Nawal September 4, 2013
Antonia,
The sugar-honey percentage you give will work, even 90 to 10 will be good too, I think. Honey is useful in such sugary foods as they prevent sugar from crystallizing. Lemon juice will do the same thing. About cardamom, I use whole ones, I add them right from the beginning (I use only 4 or 5 ones), and do not discard them. When I eat the jam I make sure to fish out a cardamom and chew on it for a minute or so, and then discard the remaining fibrous stuff. Chewing on whole cardamom is a wonderful breath freshener, especially after eating garlicky or oniony foods.
 
Nawal September 4, 2013
Antonia,
I flavor my cantaloupe jam with cardamom, and to one cantaloupe pulp-slices I add about a quarter cup walnut halves. I end up enjoying the jammed cardamom and walnut as much as I do the fruit itself. I usually use regular sugar, as I think honey would kind of overpower the cantaloupe flavor.
 
AntoniaJames September 4, 2013
Thanks for the tip re the honey! I have a new recipe that I'm trying, from an excellent book published last year (*The Preservation Kitchen,* by Paul Virant). I also tend to find that the honey flavor can dominate, so with this in mind, I'll probably substitute sugar for 80% of the honey. Do you put the cardamom seeds or pods in the jam while it's cooking and then remove them before canning? I find cardamom to be a dominating flavor when left in fruit preserves that are canned. It seems to become much more powerful over time. Thanks again!
 
gentile September 4, 2013
I do this with almost all fruit. It really has helped me buy more fruit because I am not worried about waste from being stuck with fruit that is not as luscious as it should be.
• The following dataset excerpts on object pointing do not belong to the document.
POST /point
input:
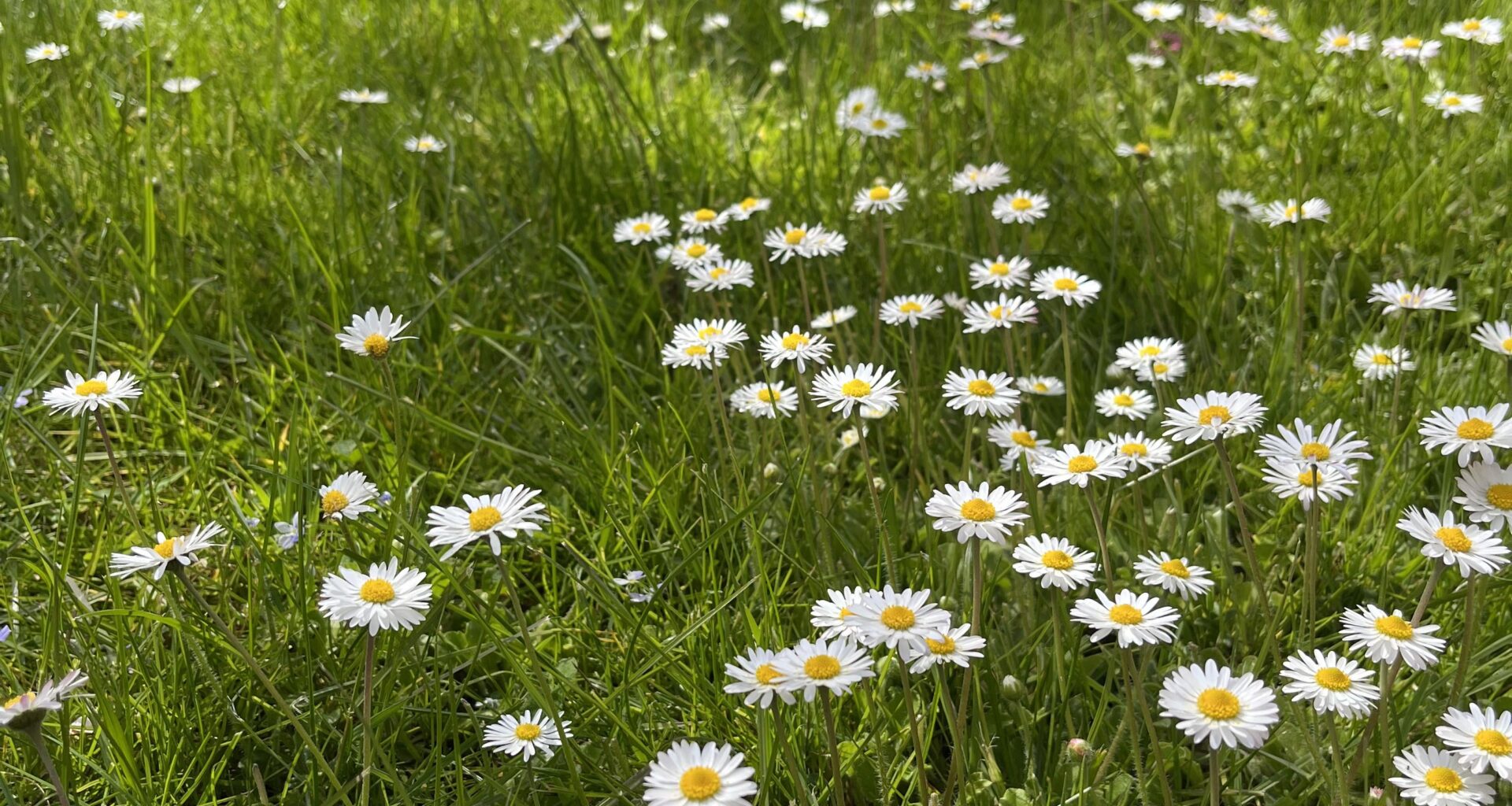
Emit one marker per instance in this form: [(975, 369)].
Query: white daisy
[(165, 553), (384, 597), (1054, 561), (1387, 637), (1134, 619)]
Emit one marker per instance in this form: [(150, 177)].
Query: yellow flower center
[(821, 667), (1454, 538), (1443, 779), (484, 519), (699, 784), (1395, 627), (377, 345), (897, 617), (856, 387), (335, 502), (1081, 464), (1058, 560), (1474, 428), (979, 510), (1493, 741), (1217, 704), (377, 592)]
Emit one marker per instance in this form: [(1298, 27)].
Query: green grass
[(215, 242)]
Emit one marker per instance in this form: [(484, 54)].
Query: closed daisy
[(525, 735), (1214, 415), (165, 553), (372, 333), (1133, 619), (1387, 637), (861, 384), (1054, 561), (1173, 575), (384, 597), (506, 515), (105, 390), (1331, 682), (755, 675), (713, 775), (986, 513), (1464, 545), (977, 392), (1467, 431), (1214, 707)]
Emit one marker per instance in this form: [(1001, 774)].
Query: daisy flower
[(1398, 297), (525, 735), (910, 309), (1054, 561), (986, 513), (1487, 494), (120, 20), (950, 646), (1342, 41), (897, 619), (1331, 682), (713, 775), (1290, 212), (1380, 362), (1410, 49), (374, 333), (79, 395), (1470, 431), (1434, 778), (765, 400), (976, 179), (880, 198), (1479, 738), (1214, 415), (1134, 619), (501, 515), (1142, 451), (1390, 638), (165, 553), (1080, 464), (24, 711), (1004, 312), (832, 664), (643, 229), (1020, 208), (756, 676), (1464, 545), (1211, 705), (859, 384), (979, 392), (1227, 77), (1124, 401), (384, 597), (795, 346), (1002, 272), (1454, 103), (1173, 575)]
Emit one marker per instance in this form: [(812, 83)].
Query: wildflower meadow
[(724, 403)]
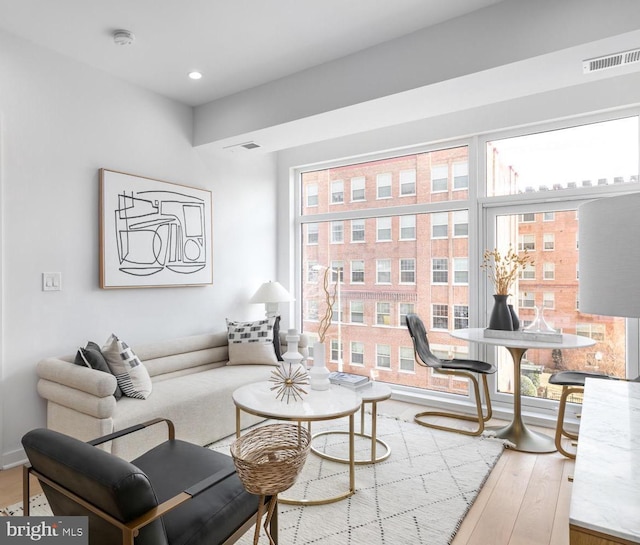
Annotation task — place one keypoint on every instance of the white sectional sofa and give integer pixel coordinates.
(192, 386)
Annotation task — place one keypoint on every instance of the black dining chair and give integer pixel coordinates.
(572, 382)
(470, 369)
(177, 493)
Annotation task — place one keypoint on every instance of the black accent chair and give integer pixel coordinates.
(470, 369)
(572, 382)
(177, 493)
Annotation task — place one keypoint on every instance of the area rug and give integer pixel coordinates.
(419, 495)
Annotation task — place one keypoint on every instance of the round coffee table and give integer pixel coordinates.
(336, 402)
(369, 394)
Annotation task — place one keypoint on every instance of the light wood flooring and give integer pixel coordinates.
(525, 500)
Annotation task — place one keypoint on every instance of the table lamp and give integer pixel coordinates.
(609, 256)
(271, 293)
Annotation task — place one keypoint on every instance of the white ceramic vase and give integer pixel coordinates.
(292, 357)
(319, 374)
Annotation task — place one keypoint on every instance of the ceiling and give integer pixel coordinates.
(236, 44)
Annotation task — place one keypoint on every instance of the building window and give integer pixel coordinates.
(528, 273)
(336, 350)
(549, 241)
(440, 315)
(407, 182)
(407, 227)
(357, 312)
(526, 242)
(407, 271)
(383, 271)
(312, 233)
(383, 356)
(407, 359)
(460, 316)
(358, 189)
(383, 229)
(549, 271)
(357, 271)
(460, 270)
(461, 223)
(337, 192)
(383, 186)
(440, 225)
(357, 353)
(383, 313)
(357, 231)
(461, 175)
(439, 270)
(312, 195)
(526, 300)
(404, 309)
(527, 218)
(337, 232)
(439, 178)
(312, 272)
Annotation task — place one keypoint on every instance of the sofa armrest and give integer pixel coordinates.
(85, 379)
(82, 402)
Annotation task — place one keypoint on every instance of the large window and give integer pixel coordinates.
(403, 233)
(411, 228)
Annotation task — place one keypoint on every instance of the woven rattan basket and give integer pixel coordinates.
(269, 459)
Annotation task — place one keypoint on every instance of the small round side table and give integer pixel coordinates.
(369, 394)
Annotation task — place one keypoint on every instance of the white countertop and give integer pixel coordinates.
(606, 487)
(476, 334)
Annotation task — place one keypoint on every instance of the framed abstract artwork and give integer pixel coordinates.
(153, 233)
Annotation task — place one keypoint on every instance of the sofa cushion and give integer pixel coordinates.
(91, 356)
(251, 342)
(131, 374)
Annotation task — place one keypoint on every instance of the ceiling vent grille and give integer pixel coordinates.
(245, 146)
(611, 61)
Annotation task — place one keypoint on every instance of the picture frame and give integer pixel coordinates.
(153, 233)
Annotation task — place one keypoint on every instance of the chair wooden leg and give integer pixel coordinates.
(480, 418)
(560, 430)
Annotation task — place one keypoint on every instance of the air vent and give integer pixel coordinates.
(245, 146)
(611, 61)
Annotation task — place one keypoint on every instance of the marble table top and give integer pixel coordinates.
(258, 398)
(606, 487)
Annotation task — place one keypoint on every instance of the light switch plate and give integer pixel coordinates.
(51, 281)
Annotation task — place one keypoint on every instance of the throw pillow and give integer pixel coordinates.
(251, 342)
(91, 356)
(131, 374)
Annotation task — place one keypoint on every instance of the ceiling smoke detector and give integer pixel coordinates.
(123, 37)
(611, 61)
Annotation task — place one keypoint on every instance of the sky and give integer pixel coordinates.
(588, 152)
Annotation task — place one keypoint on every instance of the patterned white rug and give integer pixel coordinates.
(418, 495)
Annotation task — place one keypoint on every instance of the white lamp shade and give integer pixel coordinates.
(270, 292)
(609, 256)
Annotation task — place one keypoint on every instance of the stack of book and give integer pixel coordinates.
(350, 380)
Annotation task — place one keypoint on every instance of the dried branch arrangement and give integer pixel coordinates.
(330, 299)
(502, 270)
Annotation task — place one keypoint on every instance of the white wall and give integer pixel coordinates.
(60, 122)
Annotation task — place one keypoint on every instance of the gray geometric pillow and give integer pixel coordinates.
(131, 374)
(251, 342)
(92, 357)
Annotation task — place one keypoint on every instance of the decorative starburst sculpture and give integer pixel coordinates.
(289, 381)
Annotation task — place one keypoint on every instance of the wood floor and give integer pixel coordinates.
(525, 500)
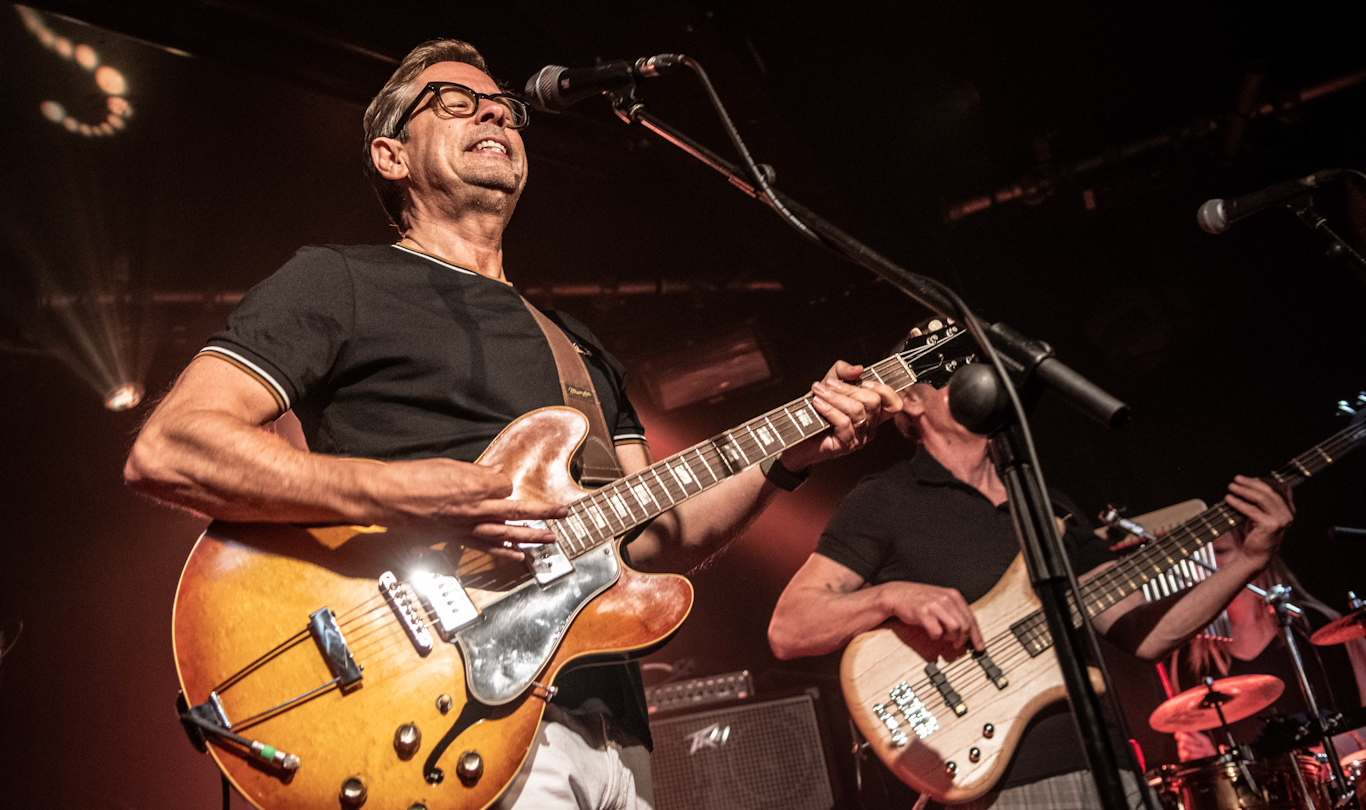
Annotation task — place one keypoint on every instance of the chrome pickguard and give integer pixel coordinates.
(512, 644)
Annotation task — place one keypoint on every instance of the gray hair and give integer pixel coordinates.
(394, 97)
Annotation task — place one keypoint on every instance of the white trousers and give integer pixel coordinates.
(582, 761)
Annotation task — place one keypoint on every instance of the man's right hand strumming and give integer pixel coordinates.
(471, 500)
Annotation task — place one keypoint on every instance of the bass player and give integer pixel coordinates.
(418, 354)
(930, 534)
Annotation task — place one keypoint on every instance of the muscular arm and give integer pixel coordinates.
(685, 537)
(204, 448)
(1153, 630)
(825, 605)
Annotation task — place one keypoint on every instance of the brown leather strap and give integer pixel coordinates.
(598, 454)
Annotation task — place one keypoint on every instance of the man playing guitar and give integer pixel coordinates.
(418, 354)
(926, 537)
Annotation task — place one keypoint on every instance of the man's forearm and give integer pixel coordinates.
(230, 470)
(814, 620)
(691, 533)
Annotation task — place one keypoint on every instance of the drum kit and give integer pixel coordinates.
(1283, 771)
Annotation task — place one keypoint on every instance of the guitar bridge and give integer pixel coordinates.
(323, 624)
(409, 612)
(921, 720)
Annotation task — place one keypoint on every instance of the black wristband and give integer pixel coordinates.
(780, 476)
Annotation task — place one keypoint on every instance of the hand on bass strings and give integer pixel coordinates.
(470, 500)
(941, 612)
(1268, 510)
(854, 411)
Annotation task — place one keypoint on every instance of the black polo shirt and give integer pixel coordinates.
(915, 522)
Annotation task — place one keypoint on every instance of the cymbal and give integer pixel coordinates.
(1353, 758)
(1241, 697)
(1346, 629)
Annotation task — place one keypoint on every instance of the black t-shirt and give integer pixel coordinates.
(389, 354)
(914, 522)
(1329, 672)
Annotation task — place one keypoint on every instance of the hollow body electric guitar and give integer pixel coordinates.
(342, 665)
(950, 728)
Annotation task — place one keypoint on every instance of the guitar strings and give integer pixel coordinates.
(1217, 517)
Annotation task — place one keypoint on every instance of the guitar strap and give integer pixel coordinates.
(598, 455)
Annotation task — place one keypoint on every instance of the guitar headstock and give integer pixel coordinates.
(936, 350)
(1354, 407)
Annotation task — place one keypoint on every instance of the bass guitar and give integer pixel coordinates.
(342, 665)
(950, 728)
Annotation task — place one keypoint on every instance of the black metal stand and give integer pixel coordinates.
(1055, 582)
(1019, 358)
(1279, 598)
(1337, 247)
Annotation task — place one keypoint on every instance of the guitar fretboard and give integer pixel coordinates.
(1154, 559)
(629, 501)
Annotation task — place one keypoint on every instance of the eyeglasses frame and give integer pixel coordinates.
(433, 88)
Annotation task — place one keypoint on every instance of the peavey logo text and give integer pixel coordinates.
(712, 736)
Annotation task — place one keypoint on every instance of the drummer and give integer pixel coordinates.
(1337, 674)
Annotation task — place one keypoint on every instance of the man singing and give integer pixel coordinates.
(926, 537)
(417, 354)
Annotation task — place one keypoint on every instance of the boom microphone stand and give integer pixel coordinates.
(1012, 358)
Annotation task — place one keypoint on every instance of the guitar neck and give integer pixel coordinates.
(1157, 557)
(629, 501)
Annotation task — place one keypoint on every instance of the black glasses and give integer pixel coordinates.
(461, 101)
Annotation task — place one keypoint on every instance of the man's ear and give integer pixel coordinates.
(389, 157)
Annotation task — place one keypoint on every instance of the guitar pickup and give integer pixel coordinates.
(323, 624)
(992, 671)
(941, 683)
(450, 604)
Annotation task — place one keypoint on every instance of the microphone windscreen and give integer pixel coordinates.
(542, 90)
(1210, 217)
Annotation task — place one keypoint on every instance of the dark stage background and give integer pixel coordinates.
(243, 144)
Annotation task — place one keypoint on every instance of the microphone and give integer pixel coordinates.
(1217, 215)
(555, 88)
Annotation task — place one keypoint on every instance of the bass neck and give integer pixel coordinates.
(1161, 555)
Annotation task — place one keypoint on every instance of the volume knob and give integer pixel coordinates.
(470, 766)
(407, 739)
(353, 791)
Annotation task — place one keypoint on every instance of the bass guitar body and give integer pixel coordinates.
(398, 671)
(951, 731)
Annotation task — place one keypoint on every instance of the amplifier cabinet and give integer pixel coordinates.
(751, 756)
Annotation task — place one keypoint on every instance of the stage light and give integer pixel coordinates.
(123, 396)
(86, 58)
(109, 79)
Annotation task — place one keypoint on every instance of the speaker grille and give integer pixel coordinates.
(749, 757)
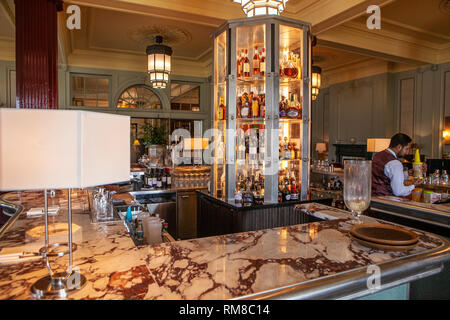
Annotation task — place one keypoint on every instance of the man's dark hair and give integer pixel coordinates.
(400, 138)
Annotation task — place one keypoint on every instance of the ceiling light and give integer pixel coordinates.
(316, 81)
(262, 7)
(159, 63)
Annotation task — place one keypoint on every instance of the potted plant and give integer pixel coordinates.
(155, 138)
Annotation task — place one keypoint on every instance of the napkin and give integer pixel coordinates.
(53, 210)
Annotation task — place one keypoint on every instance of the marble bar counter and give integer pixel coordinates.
(427, 216)
(306, 261)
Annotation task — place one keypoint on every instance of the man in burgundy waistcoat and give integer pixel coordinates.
(387, 170)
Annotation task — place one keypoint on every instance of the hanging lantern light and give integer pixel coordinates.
(262, 7)
(159, 63)
(316, 81)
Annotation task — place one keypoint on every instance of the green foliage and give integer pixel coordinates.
(154, 135)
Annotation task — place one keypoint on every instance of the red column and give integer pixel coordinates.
(36, 53)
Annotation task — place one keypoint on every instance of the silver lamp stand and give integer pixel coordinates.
(58, 284)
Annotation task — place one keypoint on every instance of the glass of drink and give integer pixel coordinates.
(357, 186)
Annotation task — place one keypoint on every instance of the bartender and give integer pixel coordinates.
(387, 170)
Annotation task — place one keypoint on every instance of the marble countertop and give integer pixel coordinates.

I know I can always 'rescue' it for use in yogurt or over cake.
 
AntoniaJames September 4, 2013
Disappointing cantaloupe also makes an amazing pickle. ;o) P.S. Nawal, brilliant minds think alike. I have on my counter two cantaloupe - Tuscan and standard -- waiting to be turned into cantaloupe + vanilla jam, which I'll be starting during my lunch break today. (The diced cantaloupe will macerate in honey overnight.)
 
Nawal September 4, 2013
It looks very appetizing! My way of dealing with so-so cantaloupe is to make it into jam. Very delicious and unique.